The Edina City Council spent nearly two hours wrestling with whether to pass a mandatory mask mandate at a special meeting on Friday. City leaders heard from local health department officials, examined data and charts, and asked dozens of questions.

"It is really difficult to know what to do," said Edina Mayor James Hovland at one point.

They ultimately passed a resolution that requested and strongly encouraged residents to wear a face covering in public places but stopped short of a mandate.

"The people who deal with the public are tired of being yelled at. The stress is overwhelming," said Council Member Carolyn Jackson. "I wish there was another way to raise the alarm other than a mandate."

On Monday night, the city of Bloomington will consider a resolution asking for voluntary compliance including mask wearing in areas of substantial or high community transmission.

"It is not a mask mandate, but it is a very strongly worded encouragement to follow all the recommendations of the CDC and the Minnesota Department of Health," said Bloomington Mayor Tim Busse.

The resolution also implores residents and businesses to be "kind and patient with each other."

Busse said he believes the City Council will pass it.

"I don't see it as political. I see it as good public policy," Busse said.

But other suburban leaders say they lack the political will and the staff to enforce new mask policies at this time.

"I think it comes down to what is our role as local government on infringing on people's rights," said South St. Paul Administrator Joel Hanson. "If it's such a critical policy, it should be happening at a higher level of government."

Smaller cities don't have the resources to follow through, he said.

"Our ability to enforce those kinds of restrictions are nonexistent," Hanson said.

"We think it's really smart to wear masks when you are out in public," said Maplewood Mayor Marylee Abrams. "We don't have an appetite to create a city ordinance."

She said enforcement is the big issue.

"The question for us is who is going to enforce mask wearing? It's really not a law enforcement issue," Abrams said.

Richfield spokesman Neil Ruhland said masking policies stir passions so elected leaders are weighing public feedback.

"We have individuals that are very pro-masking and you have residents that are very opposed to mask mandates," Ruhland said. "Right now we are fielding feedback and listening to individuals. There is no specific time frame for any decision to be made."

"Minneapolis and St. Paul can move quickly because they have more resources," he said.

The rise in cases tied to the omicron variant has prompted larger cities, such as Minneapolis and St. Paul, to increase their COVID-19 requirements. Both cities have faced a surge in cases since the arrival of the highly contagious omicron variant. Minneapolis officials said Friday that the community transmission rate now exceeds 900 cases per 100,000 individuals, putting the city in the "high-risk area" category defined by the federal Centers for Disease Control and Prevention.

Minneapolis and St. Paul renewed mask requirements effective Thursday, and the mayors in both cities are considering whether they should require people to provide proof of vaccination to enter gathering places, such as bars or restaurants. Similar policies have been implemented elsewhere in the country, primarily in large cities run by Democrats.

The policies vary. Many cities also extended the requirements to gyms, theaters or sports venues.
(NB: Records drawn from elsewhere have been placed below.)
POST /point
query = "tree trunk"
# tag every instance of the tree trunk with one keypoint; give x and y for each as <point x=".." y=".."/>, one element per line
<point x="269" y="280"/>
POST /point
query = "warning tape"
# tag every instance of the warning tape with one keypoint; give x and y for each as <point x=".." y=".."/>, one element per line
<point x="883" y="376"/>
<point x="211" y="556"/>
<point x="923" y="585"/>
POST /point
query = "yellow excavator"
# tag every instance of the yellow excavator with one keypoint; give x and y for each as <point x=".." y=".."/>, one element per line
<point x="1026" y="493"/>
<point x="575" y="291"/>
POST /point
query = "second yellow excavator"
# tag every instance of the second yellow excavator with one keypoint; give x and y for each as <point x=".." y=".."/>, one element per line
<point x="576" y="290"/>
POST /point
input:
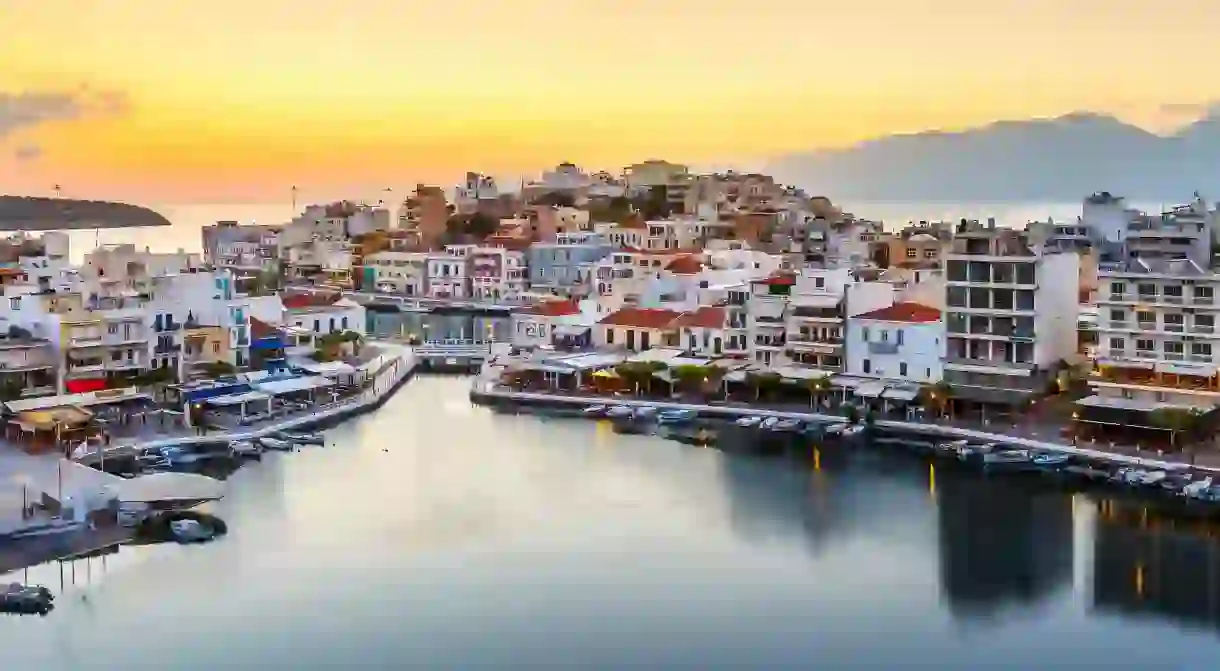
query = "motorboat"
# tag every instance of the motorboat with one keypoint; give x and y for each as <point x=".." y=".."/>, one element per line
<point x="620" y="411"/>
<point x="244" y="448"/>
<point x="1152" y="478"/>
<point x="26" y="600"/>
<point x="190" y="531"/>
<point x="1005" y="459"/>
<point x="1051" y="460"/>
<point x="1197" y="488"/>
<point x="787" y="426"/>
<point x="276" y="443"/>
<point x="676" y="416"/>
<point x="309" y="438"/>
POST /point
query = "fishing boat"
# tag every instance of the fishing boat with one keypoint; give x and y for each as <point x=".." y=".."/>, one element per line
<point x="676" y="416"/>
<point x="1051" y="461"/>
<point x="303" y="438"/>
<point x="244" y="448"/>
<point x="787" y="426"/>
<point x="276" y="443"/>
<point x="619" y="411"/>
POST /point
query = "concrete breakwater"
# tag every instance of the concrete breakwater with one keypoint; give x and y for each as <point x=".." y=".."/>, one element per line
<point x="487" y="393"/>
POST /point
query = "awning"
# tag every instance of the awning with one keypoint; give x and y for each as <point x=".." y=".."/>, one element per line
<point x="237" y="399"/>
<point x="870" y="389"/>
<point x="278" y="387"/>
<point x="570" y="331"/>
<point x="899" y="393"/>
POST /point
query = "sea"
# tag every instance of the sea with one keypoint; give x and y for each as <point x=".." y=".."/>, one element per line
<point x="437" y="534"/>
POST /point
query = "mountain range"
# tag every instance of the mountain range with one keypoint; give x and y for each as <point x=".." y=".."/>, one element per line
<point x="1059" y="159"/>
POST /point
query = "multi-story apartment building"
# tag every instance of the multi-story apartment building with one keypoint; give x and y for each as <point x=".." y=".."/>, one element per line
<point x="250" y="249"/>
<point x="448" y="272"/>
<point x="1158" y="338"/>
<point x="564" y="267"/>
<point x="1010" y="315"/>
<point x="498" y="273"/>
<point x="399" y="272"/>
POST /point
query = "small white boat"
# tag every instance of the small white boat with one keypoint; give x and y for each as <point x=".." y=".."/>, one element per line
<point x="276" y="443"/>
<point x="1153" y="477"/>
<point x="244" y="448"/>
<point x="676" y="416"/>
<point x="309" y="438"/>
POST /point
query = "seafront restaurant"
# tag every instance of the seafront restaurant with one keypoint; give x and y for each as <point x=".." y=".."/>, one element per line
<point x="49" y="423"/>
<point x="1160" y="405"/>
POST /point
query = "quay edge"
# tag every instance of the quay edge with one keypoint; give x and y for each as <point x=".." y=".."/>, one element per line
<point x="487" y="395"/>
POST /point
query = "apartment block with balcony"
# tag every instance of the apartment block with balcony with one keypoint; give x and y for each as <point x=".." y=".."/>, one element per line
<point x="1158" y="340"/>
<point x="903" y="343"/>
<point x="1010" y="315"/>
<point x="28" y="365"/>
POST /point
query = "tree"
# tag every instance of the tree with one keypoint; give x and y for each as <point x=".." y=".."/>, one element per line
<point x="1177" y="421"/>
<point x="763" y="383"/>
<point x="692" y="378"/>
<point x="818" y="388"/>
<point x="936" y="397"/>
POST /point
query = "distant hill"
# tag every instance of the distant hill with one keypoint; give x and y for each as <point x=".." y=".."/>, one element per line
<point x="1037" y="160"/>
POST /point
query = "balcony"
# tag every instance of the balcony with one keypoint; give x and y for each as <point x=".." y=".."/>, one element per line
<point x="882" y="348"/>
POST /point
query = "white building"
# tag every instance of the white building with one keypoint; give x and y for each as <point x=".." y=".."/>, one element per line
<point x="1158" y="338"/>
<point x="448" y="273"/>
<point x="904" y="342"/>
<point x="1011" y="315"/>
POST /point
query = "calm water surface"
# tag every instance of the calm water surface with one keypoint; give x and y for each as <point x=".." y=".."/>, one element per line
<point x="433" y="534"/>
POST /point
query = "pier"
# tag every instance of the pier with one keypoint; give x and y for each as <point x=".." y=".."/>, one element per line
<point x="483" y="391"/>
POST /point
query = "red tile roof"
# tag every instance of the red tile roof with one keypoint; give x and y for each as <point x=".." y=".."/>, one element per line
<point x="553" y="309"/>
<point x="685" y="265"/>
<point x="911" y="312"/>
<point x="310" y="299"/>
<point x="641" y="317"/>
<point x="703" y="317"/>
<point x="778" y="279"/>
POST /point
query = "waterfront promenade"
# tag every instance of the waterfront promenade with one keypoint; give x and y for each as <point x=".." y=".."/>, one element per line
<point x="487" y="389"/>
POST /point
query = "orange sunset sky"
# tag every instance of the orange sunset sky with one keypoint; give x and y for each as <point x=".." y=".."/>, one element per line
<point x="238" y="99"/>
Some cities only accept proof of a vaccination, while others allow people to show a negative COVID-19 test in lieu of that. Some cities, such as New York City and Los Angeles, have had the requirements for weeks or months. Others, such as Chicago and Philadelphia, are in the process of rolling out requirements.
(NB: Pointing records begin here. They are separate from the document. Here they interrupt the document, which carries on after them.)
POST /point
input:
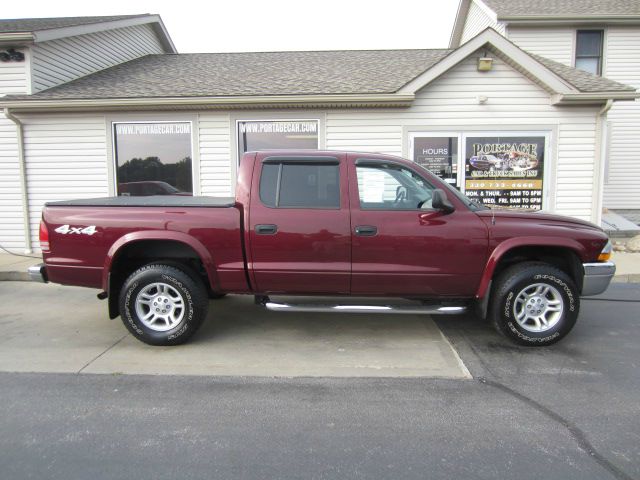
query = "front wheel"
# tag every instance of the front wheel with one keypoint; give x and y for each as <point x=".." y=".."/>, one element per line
<point x="162" y="304"/>
<point x="534" y="304"/>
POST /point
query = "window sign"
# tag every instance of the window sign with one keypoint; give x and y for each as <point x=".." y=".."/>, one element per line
<point x="439" y="155"/>
<point x="505" y="171"/>
<point x="153" y="158"/>
<point x="277" y="134"/>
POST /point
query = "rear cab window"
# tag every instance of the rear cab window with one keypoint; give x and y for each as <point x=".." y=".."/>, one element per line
<point x="291" y="182"/>
<point x="390" y="186"/>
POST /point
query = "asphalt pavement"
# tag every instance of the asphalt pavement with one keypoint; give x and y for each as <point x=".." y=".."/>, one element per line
<point x="567" y="411"/>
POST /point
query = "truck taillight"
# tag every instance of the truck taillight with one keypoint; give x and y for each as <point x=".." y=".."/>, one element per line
<point x="44" y="236"/>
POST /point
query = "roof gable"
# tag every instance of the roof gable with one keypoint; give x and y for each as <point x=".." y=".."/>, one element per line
<point x="36" y="30"/>
<point x="326" y="78"/>
<point x="563" y="8"/>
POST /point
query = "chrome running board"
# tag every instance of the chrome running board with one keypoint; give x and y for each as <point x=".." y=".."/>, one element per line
<point x="328" y="308"/>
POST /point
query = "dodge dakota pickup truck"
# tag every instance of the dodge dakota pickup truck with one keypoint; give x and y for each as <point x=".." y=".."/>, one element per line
<point x="325" y="224"/>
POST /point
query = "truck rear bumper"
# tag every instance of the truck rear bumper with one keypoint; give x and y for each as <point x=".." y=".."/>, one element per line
<point x="38" y="273"/>
<point x="597" y="277"/>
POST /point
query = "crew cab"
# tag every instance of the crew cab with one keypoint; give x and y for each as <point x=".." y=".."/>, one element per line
<point x="325" y="223"/>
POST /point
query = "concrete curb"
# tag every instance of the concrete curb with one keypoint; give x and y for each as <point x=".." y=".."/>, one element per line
<point x="14" y="277"/>
<point x="629" y="278"/>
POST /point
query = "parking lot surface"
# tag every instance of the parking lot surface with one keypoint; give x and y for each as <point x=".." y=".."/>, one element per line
<point x="50" y="328"/>
<point x="569" y="411"/>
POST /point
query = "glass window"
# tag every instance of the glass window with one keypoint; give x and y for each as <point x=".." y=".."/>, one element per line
<point x="391" y="187"/>
<point x="505" y="171"/>
<point x="298" y="185"/>
<point x="277" y="135"/>
<point x="589" y="50"/>
<point x="153" y="158"/>
<point x="439" y="155"/>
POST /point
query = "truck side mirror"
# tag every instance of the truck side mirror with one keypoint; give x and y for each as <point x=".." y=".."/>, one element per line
<point x="439" y="201"/>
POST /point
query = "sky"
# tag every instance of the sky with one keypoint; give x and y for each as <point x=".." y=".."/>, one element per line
<point x="273" y="25"/>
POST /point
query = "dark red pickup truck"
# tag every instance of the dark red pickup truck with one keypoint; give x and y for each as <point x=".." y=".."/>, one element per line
<point x="314" y="223"/>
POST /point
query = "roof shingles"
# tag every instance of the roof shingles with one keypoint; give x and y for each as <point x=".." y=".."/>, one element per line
<point x="275" y="73"/>
<point x="563" y="8"/>
<point x="38" y="24"/>
<point x="250" y="74"/>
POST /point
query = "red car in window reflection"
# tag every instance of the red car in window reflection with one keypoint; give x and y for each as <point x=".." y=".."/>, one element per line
<point x="147" y="189"/>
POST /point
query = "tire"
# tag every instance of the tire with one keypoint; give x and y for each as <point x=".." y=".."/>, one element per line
<point x="162" y="304"/>
<point x="534" y="304"/>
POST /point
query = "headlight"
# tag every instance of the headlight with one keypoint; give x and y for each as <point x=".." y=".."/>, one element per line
<point x="605" y="254"/>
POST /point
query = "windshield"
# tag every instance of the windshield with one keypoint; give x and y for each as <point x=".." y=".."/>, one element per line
<point x="472" y="204"/>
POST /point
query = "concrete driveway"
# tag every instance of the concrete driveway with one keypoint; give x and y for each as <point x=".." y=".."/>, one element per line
<point x="50" y="328"/>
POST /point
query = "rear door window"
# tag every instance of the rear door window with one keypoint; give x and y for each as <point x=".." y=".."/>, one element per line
<point x="300" y="185"/>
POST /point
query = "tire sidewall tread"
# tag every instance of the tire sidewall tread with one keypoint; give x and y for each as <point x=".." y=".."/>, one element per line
<point x="193" y="294"/>
<point x="512" y="281"/>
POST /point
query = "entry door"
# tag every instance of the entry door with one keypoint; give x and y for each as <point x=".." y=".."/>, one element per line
<point x="300" y="239"/>
<point x="400" y="246"/>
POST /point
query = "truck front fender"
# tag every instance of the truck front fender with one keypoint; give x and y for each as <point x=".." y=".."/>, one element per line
<point x="504" y="247"/>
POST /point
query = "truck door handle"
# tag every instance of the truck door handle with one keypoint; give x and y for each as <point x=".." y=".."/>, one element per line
<point x="266" y="229"/>
<point x="366" y="230"/>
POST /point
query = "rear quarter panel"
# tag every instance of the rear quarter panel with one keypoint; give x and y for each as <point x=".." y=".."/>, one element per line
<point x="84" y="260"/>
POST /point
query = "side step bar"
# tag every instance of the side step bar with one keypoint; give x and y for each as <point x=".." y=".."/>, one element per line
<point x="328" y="308"/>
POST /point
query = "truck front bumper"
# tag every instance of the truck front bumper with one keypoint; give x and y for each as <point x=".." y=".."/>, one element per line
<point x="597" y="277"/>
<point x="38" y="273"/>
In the places with requirements, the enforcement has been uneven, according to a report from The Associated Press. The report found that some places were waving people in if they flashed a vaccination card, while others were strictly inspecting it and cross-referencing it with people's ID cards. Some cities focused their efforts on the establishments, fining them if they repeatedly failed to check customers' vaccination status.

Staff writer Erin Adler contributed to this report.